Stephen came forward and shook him by the hand, without speaking.
‘Why have you not written, my boy?’ said Knight, without in any way signifying Elfride’s presence to Stephen. To the essayist, Smith was still the country lad whom he had patronized and tended; one to whom the formal presentation of a lady betrothed to himself would have seemed incongruous and absurd.
‘Why haven’t you written to me?’ said Stephen.
‘Ah, yes. Why haven’t I? why haven’t we? That’s always the query which we cannot clearly answer without an unsatisfactory sense of our inadequacies. However, I have not forgotten you, Smith. And now we have met; and we must meet again, and have a longer chat than this can conveniently be. I must know all you have been doing. That yon have thriven, I know, and you must teach me the way.’

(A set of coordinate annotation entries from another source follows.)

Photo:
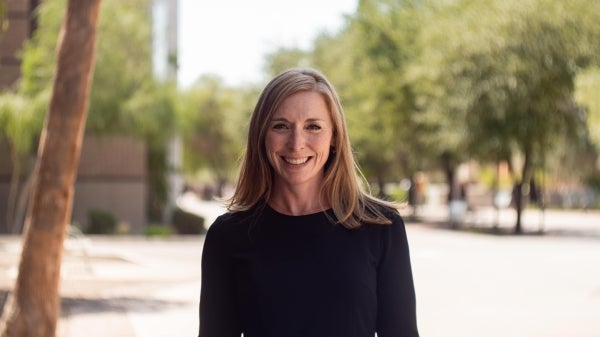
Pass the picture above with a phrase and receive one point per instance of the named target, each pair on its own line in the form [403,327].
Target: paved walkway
[468,284]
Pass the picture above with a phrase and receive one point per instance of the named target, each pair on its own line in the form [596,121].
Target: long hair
[342,184]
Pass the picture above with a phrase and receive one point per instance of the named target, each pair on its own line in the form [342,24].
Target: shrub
[187,223]
[101,222]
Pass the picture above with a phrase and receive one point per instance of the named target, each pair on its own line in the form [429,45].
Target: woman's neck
[297,201]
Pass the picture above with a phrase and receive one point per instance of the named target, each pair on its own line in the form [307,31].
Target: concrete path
[469,283]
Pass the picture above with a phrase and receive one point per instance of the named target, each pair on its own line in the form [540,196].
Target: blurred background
[474,114]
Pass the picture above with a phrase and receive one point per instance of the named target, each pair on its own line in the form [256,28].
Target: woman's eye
[279,126]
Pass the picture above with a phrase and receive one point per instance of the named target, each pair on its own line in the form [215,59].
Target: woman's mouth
[296,161]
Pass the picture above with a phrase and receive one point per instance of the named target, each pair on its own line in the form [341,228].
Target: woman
[303,251]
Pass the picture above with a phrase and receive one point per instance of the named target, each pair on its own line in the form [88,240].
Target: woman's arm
[218,314]
[396,314]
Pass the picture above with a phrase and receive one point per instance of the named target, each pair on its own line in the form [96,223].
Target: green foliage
[187,223]
[158,231]
[101,222]
[212,121]
[587,89]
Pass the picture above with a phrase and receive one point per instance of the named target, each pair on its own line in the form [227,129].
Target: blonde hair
[342,185]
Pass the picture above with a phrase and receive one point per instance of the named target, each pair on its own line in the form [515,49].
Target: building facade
[21,23]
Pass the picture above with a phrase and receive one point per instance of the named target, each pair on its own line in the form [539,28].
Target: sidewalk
[139,287]
[121,286]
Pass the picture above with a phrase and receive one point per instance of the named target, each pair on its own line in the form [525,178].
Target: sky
[230,38]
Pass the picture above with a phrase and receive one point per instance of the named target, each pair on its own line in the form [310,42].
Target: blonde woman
[303,250]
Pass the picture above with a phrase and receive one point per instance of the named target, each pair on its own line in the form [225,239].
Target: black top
[274,275]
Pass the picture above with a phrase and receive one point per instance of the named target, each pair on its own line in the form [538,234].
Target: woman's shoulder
[383,209]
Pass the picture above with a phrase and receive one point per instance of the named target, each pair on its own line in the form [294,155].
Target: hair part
[342,184]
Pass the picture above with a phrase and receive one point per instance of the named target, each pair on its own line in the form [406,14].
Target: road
[469,283]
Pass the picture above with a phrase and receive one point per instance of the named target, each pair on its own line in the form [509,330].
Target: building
[21,25]
[112,172]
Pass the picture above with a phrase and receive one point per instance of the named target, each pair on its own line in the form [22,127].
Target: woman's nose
[296,140]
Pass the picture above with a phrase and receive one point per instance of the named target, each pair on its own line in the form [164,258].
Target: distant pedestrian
[303,251]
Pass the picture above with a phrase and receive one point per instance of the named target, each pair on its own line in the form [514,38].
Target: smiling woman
[303,251]
[229,38]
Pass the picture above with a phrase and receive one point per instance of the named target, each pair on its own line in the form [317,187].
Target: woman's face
[298,140]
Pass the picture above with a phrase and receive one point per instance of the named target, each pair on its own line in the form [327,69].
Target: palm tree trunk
[33,308]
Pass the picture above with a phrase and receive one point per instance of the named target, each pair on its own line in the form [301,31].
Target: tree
[33,308]
[211,118]
[127,99]
[510,80]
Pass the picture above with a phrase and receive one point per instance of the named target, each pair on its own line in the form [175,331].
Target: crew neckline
[276,212]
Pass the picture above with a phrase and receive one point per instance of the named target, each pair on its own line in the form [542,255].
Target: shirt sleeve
[396,303]
[218,315]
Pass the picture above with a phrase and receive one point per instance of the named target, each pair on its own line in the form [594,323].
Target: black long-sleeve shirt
[274,275]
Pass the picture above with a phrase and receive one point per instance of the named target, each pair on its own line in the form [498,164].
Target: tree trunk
[518,190]
[33,309]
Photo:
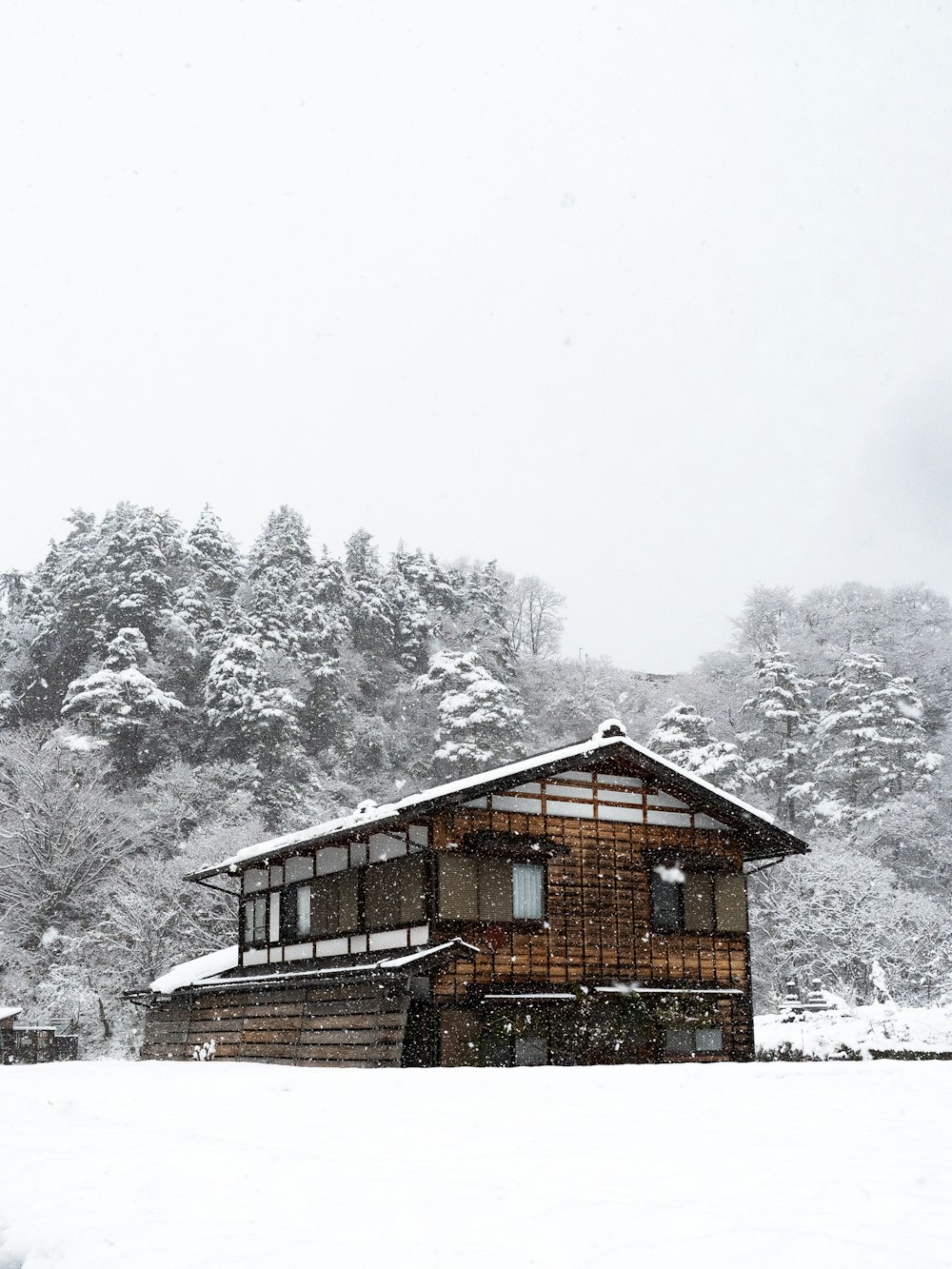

Elfride stood in the background. Stephen had read the position at a glance, and immediately guessed that she had never mentioned his name to Knight. His tact in avoiding catastrophes was the chief quality which made him intellectually respectable, in which quality he far transcended Knight; and he decided that a tranquil issue out of the encounter, without any harrowing of the feelings of either Knight or Elfride, was to be attempted if possible. His old sense of indebtedness to Knight had never wholly forsaken him; his love for Elfride was generous now.
As far as he dared look at her movements he saw that her bearing towards him would be dictated by his own towards her; and if he acted as a stranger she would do likewise as a means of deliverance. Circumstances favouring this course, it was desirable also to be rather reserved towards Knight, to shorten the meeting as much as possible.
‘I am afraid that my time is almost too short to allow even of such a pleasure,’ he said. ‘I leave here to-morrow. And until I start for the Continent and India, which will be in a fortnight, I shall have hardly a moment to spare.’
Knight’s disappointment and dissatisfied looks at this reply sent a pang through Stephen as great as any he had felt at the sight of Elfride. The words about shortness of time were literally true, but their tone was far from being so. He would have been gratified to talk with Knight as in past times, and saw as a dead loss to himself that, to save the woman who cared nothing for him, he was deliberately throwing away his friend.
‘Oh, I am sorry to hear that,’ said Knight, in a changed tone. ‘But of course, if you have weighty concerns to attend to, they must not be neglected. And if this is to be our first and last meeting, let me say that I wish you success with all my heart!’ Knight’s warmth revived towards the end; the solemn impressions he was beginning to receive from the scene around them abstracting from his heart as a puerility any momentary vexation at words. ‘It is a strange place for us to meet in,’ he continued, looking round the vault.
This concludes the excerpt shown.